胡长浩很是尴尬地又重新坐了下来,只是那屁股犹如长了毛一般的难受。
“皇上,我是张贵妃,我来给皇上斟酒了。”张贵妃没有停歇地又在那里叫喊起来。
嘉靖帝刚摆平了朝中那一群阁老,没想到这后宫之中还有人敢这般的忤逆他的意思,嘉靖帝一下子火就冒了起来。
“孙公公,你让她进来。”嘉靖帝对远处的孙彬喊道,他并没有直接对张贵妃说话。
张贵妃不知是气的还是太高兴的原因,她并没有听出皇上那语气中的不悦,而是很是高傲地看了孙彬一眼,“没听见吗,还不让开让本宫过去。”
张贵妃在女婢们的簇拥下趾高气扬地从孙彬面前走了过去。
孙彬并没有感到面上无光,而是在心里为张贵妃祈祷着,只求她多福。
张贵妃并没有注意到,在这园子的远处正有两派的人盯着她看;那是陈皇后和慈寿皇太后的人,正注视着她的一言一行。当然嘉靖帝也是在他们的观察范围之内。
张贵妃这一路款款而来,是风情万种。
“皇上,……”
“张贵妃,朕并没有宣召你,你为何来到此处?”嘉靖帝不等张贵妃说完就打断了她的话。嘉靖帝强压住自己心中的怒气,她毕竟还是自己的妃子,在周围这些下人的面前还是给张贵妃留了一些脸面的,再说这张贵妃也有其动人之处。
“皇上,我,我正在这周围游园,见皇上在此饮酒,特过来服侍皇上。”张贵妃那委屈得似要梨花带雨。
嘉靖帝见状,也不忍再多加责备,只是仍目着脸说:“你下去吧,朕这里现在不用你侍候。”
张贵妃见皇上脸色稍有缓和,仍是不甘心地说:“皇上一个人在此,不如到奴家那里,让本宫好好地侍候皇上。”
嘉靖帝本还想在外人的面前给这张贵妃留一点脸面,可没想到她竟然不知进退地一味纠缠,嘉靖帝实在是忍不住心中的火气了,“张贵妃,你是不是无事可做?”

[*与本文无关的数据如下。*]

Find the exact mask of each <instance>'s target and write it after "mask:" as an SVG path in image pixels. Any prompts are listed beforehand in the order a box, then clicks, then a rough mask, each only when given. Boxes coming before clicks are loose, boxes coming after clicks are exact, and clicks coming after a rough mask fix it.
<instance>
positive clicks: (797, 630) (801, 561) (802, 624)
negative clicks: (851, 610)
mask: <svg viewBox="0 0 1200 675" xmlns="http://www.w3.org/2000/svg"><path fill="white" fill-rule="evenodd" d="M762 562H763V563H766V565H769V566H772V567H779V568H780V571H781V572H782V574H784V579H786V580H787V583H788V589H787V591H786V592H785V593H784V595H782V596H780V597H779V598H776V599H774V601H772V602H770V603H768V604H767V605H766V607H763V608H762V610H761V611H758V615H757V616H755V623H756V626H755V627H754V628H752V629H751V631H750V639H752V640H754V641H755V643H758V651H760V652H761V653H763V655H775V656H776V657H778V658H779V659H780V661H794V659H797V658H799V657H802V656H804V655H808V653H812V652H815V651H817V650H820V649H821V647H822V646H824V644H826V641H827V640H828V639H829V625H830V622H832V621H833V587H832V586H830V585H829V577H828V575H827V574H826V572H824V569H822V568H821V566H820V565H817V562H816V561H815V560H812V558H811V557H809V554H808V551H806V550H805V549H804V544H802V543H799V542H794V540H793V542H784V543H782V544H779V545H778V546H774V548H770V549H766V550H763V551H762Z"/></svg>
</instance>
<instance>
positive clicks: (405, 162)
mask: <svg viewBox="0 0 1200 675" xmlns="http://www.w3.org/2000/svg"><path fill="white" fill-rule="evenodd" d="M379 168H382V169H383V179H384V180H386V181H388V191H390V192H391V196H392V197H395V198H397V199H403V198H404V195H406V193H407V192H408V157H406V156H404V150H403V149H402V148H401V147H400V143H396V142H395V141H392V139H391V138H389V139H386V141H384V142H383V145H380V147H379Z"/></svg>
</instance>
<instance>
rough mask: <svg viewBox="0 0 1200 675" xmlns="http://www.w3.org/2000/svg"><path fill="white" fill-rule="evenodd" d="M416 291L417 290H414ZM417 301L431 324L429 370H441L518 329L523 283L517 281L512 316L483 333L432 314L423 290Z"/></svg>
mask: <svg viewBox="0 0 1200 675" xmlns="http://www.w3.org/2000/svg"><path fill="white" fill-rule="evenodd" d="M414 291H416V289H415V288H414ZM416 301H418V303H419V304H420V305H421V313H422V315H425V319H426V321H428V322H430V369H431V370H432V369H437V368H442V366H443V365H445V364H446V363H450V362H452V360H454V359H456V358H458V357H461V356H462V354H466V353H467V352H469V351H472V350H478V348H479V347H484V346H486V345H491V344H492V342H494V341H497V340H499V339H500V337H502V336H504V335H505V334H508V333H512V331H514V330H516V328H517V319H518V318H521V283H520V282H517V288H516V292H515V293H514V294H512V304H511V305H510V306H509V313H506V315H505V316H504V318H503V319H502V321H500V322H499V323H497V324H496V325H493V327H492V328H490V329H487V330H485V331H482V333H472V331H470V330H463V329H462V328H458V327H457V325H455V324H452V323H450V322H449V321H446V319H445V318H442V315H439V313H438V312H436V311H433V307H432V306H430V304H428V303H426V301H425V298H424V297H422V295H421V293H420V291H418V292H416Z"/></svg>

张贵妃见皇上开始关心地问自己,她一下子喜形于色,“皇上,奴家的事不就是侍候皇上吗,除此难道还有别的事要奴家去做吗。”
张贵妃说这话时,还是很高傲地看看那远处的孙彬。
“既然张贵妃没有事,那朕就罚你在自己宫里禁足半年吧。”嘉靖帝说这话时都不想再看张贵妃一眼。
张贵妃一听嘉靖帝说出这话,脸一下子变了颜色,“皇上,奴家知错了,奴家这就离开,请皇上收回成命,请皇上收回成命。”
张贵妃一下子跪在地上苦苦地哀求着。
嘉靖帝无动于衷,“张贵妃,你再不下去,是要朕禁你再多禁你半年足吗?”嘉靖帝这不是威胁,他现在真就有这样的想法。
张贵妃跪在那里,本还想哀求一番,让皇上看在情面上收回成命,可没想到却得到这样的结果,她心中的那个悔呀……。
张贵妃把嘉靖帝那句话是听得明明白白,她一下子象触了电一样,那哀求之声嘎然而止。只有那哀怨地眼神看着嘉靖帝,只见嘉靖帝并非戏言,她只能在心中长叹一声,无奈地低下了头。
张贵妃现在也没有恨嘉靖帝,而是把所有的恨意都转向了陈皇后,若是没有陈皇后,她今日怎可能受此奇耻大辱。